Im trying to solve for a constant in an equation and it involves taking the arctanh(6.55) and my calculator is giving me an error, is there a way around this?

2. Jan 14, 2016

### H Smith 94

Perhaps you could make use of $$\tanh(x) = \frac{\sinh(x)}{\cosh(x)} = \frac{e^x - e^{-x} }{ e^x + e^{-x} },$$ or $$\mathrm{arctanh}(x) = \frac{1}{2}\,\ln\left|\frac{1+x}{1-x} \right|.$$ These are all available by Googling "Hyperbolic trig identities".

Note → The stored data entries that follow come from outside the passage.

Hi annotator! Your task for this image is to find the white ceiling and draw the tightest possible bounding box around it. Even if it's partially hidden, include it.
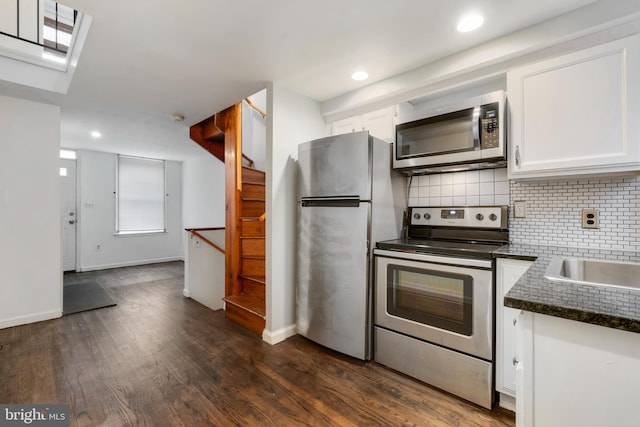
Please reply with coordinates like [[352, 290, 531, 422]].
[[0, 0, 605, 160]]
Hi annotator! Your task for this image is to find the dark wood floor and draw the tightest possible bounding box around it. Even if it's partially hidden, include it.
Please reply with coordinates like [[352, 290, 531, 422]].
[[0, 262, 514, 426]]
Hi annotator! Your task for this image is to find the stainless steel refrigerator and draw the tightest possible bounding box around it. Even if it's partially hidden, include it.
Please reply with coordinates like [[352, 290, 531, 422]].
[[296, 131, 406, 360]]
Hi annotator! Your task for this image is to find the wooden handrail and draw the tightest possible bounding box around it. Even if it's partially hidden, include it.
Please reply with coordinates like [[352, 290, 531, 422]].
[[186, 227, 224, 231], [242, 153, 255, 168], [185, 228, 225, 254], [244, 98, 267, 118]]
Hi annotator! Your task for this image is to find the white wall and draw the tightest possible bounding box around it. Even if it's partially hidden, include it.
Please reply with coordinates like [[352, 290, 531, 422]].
[[184, 229, 225, 311], [243, 90, 267, 172], [182, 154, 226, 228], [76, 149, 184, 271], [181, 151, 226, 313], [0, 95, 62, 328], [264, 83, 329, 344]]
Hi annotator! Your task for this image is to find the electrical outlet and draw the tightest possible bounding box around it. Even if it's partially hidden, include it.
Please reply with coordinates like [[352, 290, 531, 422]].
[[582, 209, 599, 229], [514, 201, 526, 218], [96, 244, 102, 252]]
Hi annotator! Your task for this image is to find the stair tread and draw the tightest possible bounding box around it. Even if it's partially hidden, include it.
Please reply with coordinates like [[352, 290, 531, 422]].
[[242, 166, 265, 173], [242, 197, 266, 202], [240, 275, 266, 284], [240, 236, 265, 240], [224, 294, 265, 318], [241, 217, 265, 221]]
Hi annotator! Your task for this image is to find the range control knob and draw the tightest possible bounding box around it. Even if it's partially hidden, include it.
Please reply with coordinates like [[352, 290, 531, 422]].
[[489, 213, 498, 221], [413, 212, 421, 220], [423, 213, 431, 220], [475, 213, 484, 221]]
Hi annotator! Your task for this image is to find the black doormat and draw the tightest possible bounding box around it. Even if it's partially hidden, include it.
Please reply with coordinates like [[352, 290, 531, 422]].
[[63, 282, 117, 315]]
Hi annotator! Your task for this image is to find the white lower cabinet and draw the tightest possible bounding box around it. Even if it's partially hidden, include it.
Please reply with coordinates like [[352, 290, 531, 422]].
[[496, 258, 532, 408], [507, 33, 640, 179], [516, 312, 640, 427]]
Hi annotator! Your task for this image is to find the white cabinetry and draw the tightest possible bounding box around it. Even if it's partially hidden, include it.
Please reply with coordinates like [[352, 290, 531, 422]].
[[496, 258, 532, 407], [516, 312, 640, 427], [507, 34, 640, 179], [330, 107, 395, 142]]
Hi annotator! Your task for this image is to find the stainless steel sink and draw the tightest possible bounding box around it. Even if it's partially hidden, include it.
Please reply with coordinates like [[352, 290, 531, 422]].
[[544, 257, 640, 290]]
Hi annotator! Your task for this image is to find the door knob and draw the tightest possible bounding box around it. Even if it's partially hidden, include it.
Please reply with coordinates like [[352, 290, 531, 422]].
[[68, 219, 76, 224]]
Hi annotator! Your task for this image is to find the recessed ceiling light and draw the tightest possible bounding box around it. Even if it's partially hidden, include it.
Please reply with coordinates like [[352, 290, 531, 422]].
[[351, 71, 369, 81], [90, 130, 102, 138], [457, 14, 484, 32]]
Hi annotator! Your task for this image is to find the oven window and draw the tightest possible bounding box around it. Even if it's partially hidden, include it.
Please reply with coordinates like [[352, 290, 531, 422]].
[[387, 264, 473, 336]]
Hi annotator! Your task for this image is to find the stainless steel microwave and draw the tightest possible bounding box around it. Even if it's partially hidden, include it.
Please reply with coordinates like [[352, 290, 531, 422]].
[[393, 90, 506, 173]]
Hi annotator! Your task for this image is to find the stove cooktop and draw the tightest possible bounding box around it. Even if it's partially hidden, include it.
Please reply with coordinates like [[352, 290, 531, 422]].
[[377, 206, 510, 260], [376, 237, 506, 259]]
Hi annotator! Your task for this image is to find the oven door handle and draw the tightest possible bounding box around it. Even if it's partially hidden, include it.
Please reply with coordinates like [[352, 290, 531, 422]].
[[373, 249, 492, 269]]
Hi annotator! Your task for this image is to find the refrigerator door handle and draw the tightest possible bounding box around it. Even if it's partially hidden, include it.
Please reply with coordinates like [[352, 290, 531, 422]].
[[301, 197, 361, 207]]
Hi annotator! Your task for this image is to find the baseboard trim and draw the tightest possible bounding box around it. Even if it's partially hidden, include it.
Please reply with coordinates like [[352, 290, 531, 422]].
[[262, 324, 297, 345], [498, 393, 516, 412], [79, 256, 184, 272], [0, 310, 61, 330]]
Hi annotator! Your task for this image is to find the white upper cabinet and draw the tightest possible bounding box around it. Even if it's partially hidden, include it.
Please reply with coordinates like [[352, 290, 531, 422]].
[[507, 34, 640, 179], [330, 107, 395, 142]]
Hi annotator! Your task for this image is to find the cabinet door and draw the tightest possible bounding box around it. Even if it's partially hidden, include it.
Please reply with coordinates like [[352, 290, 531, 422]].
[[361, 107, 395, 142], [331, 115, 362, 136], [496, 258, 533, 398], [330, 107, 395, 141], [508, 34, 640, 179]]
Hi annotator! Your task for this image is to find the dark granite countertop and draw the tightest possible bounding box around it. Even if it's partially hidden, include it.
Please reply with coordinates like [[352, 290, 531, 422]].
[[495, 243, 640, 333]]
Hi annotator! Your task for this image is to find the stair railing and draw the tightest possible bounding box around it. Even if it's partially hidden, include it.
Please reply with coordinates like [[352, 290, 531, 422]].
[[0, 0, 77, 56], [186, 228, 225, 254], [244, 98, 266, 118]]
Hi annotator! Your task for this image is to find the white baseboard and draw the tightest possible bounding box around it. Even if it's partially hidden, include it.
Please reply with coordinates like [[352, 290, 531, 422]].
[[499, 393, 516, 412], [79, 256, 184, 272], [0, 310, 61, 330], [262, 324, 297, 345]]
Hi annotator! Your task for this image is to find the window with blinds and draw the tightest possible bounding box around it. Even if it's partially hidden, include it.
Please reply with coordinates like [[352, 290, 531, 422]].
[[116, 155, 166, 234]]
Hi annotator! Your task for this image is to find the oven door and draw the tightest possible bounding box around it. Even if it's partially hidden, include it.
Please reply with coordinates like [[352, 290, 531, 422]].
[[374, 249, 493, 360]]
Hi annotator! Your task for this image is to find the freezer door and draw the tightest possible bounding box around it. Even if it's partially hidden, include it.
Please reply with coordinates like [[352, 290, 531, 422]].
[[298, 131, 372, 200], [296, 202, 371, 360]]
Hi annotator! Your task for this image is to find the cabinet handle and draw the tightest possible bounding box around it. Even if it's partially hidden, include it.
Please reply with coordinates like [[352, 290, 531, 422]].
[[513, 357, 519, 366], [472, 106, 481, 149], [515, 145, 521, 167]]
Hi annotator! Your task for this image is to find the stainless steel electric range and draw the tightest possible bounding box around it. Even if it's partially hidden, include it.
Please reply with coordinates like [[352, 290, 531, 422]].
[[373, 206, 509, 409]]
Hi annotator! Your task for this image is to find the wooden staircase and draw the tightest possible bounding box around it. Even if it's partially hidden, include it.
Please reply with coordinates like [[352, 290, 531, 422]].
[[189, 102, 266, 335]]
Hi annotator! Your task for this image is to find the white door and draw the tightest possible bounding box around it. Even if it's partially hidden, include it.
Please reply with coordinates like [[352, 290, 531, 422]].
[[60, 159, 77, 271]]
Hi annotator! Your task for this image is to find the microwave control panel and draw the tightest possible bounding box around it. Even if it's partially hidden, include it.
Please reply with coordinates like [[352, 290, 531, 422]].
[[480, 102, 499, 149]]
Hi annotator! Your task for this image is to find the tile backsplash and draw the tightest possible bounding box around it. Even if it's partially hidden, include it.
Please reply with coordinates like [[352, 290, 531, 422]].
[[408, 168, 640, 252], [408, 168, 510, 207], [510, 176, 640, 251]]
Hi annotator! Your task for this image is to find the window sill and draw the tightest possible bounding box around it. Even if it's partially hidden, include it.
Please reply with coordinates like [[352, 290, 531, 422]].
[[114, 230, 167, 237]]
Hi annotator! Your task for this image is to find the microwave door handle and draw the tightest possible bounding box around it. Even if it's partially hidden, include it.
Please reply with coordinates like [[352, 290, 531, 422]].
[[472, 106, 481, 149]]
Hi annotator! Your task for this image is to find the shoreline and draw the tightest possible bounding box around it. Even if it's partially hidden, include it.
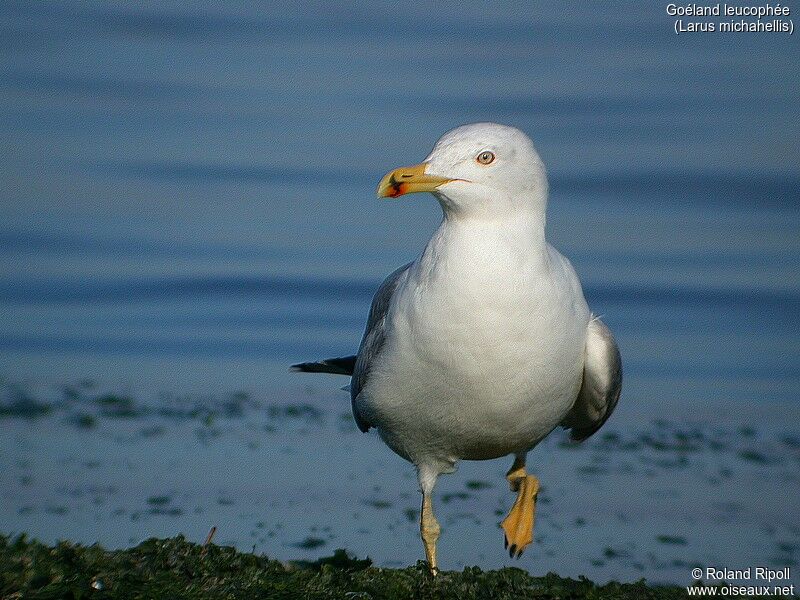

Also, you should probably mention what the equation is.

Last edited: Jan 14, 2016
3. Jan 15, 2016

### Dean Whaley

This helps, thanks a lot

4. Jan 15, 2016

### nasu

The values of tanh are between -1 and 1.
What you are trying to do is like asking for arcsin(2).
Of course you get an error.:)

5. Jan 15, 2016

### Staff: Mentor

If you let x = arctanh(6.55), an equivalent equation is tanh(x) = 6.55.

Assuming that we're dealing only with real numbers, the range of the tanh function is $-1 < \tanh(x) < 1$. This means that there is no real number x for which tanh(x) = 6.55, or equivalently, for which x = arctanh(6.55). That's what your calculator is telling you.

Your calculator probably has some documentation about the values that can be used as arguments to each of the calculator's functions.

Edit: nasu beat me by 2 minutes!